# Running 4 ohm load on 6-8 ohm reciever!!



## elton (Jan 19, 2008)

Hey guys,

I own a Marantz SR8300. I'm running JBL 500's all around (8 ohm). I was thinking of building a center channel with 2 x 8ohm 61/2's (in parallel, giving me a 4 ohm load). Then using a 4 ohm tweeter from a really nice set of older dynasties. My Marantz specifies to use 6-8 ohm loads, I don't really ever push it, occassionally hitting a little less than half volume at the most. Does anyone think that dropping to a 4 ohm load on the center would be too much, and possibly damage the amp section?
Any ideas appreciated.:yay:

Thanks.

E


----------



## salvasol (Oct 31, 2006)

First of all ... Welcome :wave::wave::wave:

Have you read the manual for your receiver??? ... I think you'll be okay using the 4 ohm speaker, if your receiver is rated to 6 -8 ohm loads I'm sure it will handle a 4 ohm.

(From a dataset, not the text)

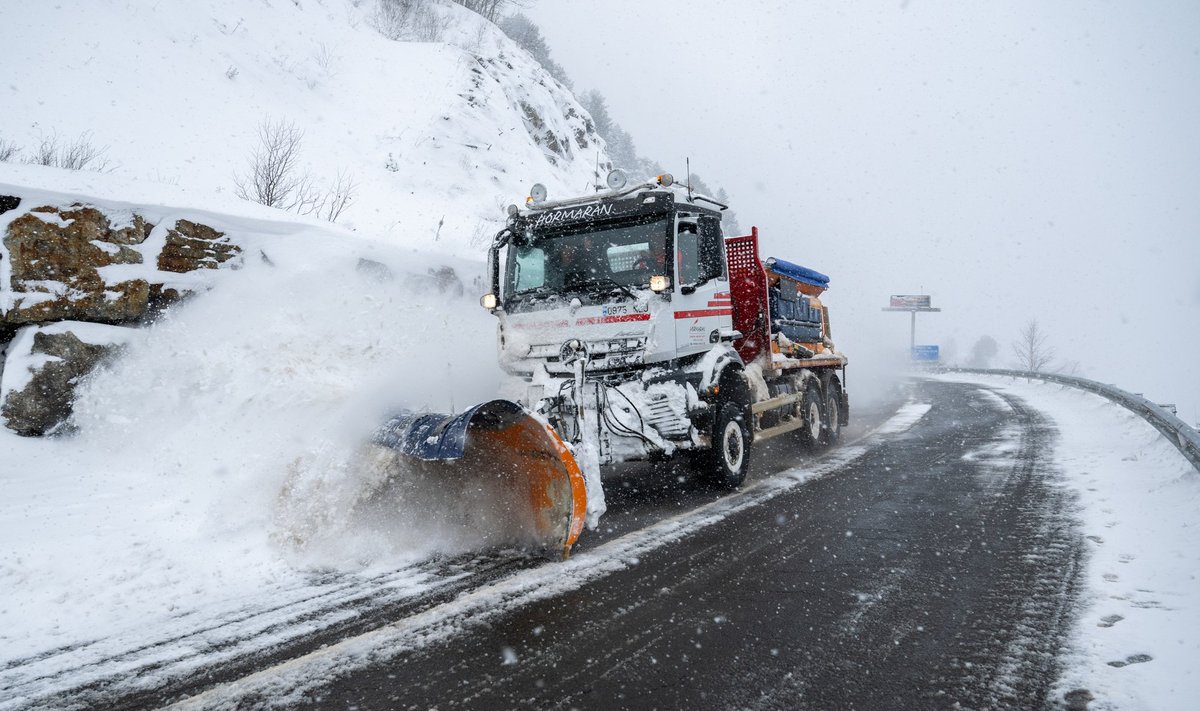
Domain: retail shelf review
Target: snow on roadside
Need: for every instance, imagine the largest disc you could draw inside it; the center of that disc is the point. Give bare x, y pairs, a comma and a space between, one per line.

I use to have a Sony, it was rated 8 - 16 ohm, I send an email asking if I can use a 4 ohm and they told me that is was not a good idea. Now I have a Yamaha, and I think is also rated 6-8 ohm; and I read that a 4 ohm load is not a problem ... I just have to change a switch to 6 ohm, but according to an online review, is best to leave it at 8 ohms ... I think you will be fine :yes::yes::yes:


----------



## tonyvdb (Sep 5, 2007)

If your receiver is THX certified it must be able to maintain a 4ohm load and from what I have read the Marantz SR8300 is certified.


----------



## Josuah (Apr 26, 2006)

It might handle 4 ohms fine at lower volumes, possibly at higher ones. Only way to know for sure is to try it and see if the protection circuitry kicks in. But your DIY speaker with a 4 ohm DC load might dip below 4 ohms on its impedance graph depending on how you built it. (I think I'm saying everything right.)


----------



## elton (Jan 19, 2008)

Thanks guys, I'm going to try it with low setting (volume) first. Then slowly bring it up and look for any negatives. It is THX certified, so if that does indicate the ability to hold a 4 ohm load, then I should be OK.


----------



## tonyvdb (Sep 5, 2007)

THX must actually hold a 3.2ohm load at reference levels so it should be fine.


----------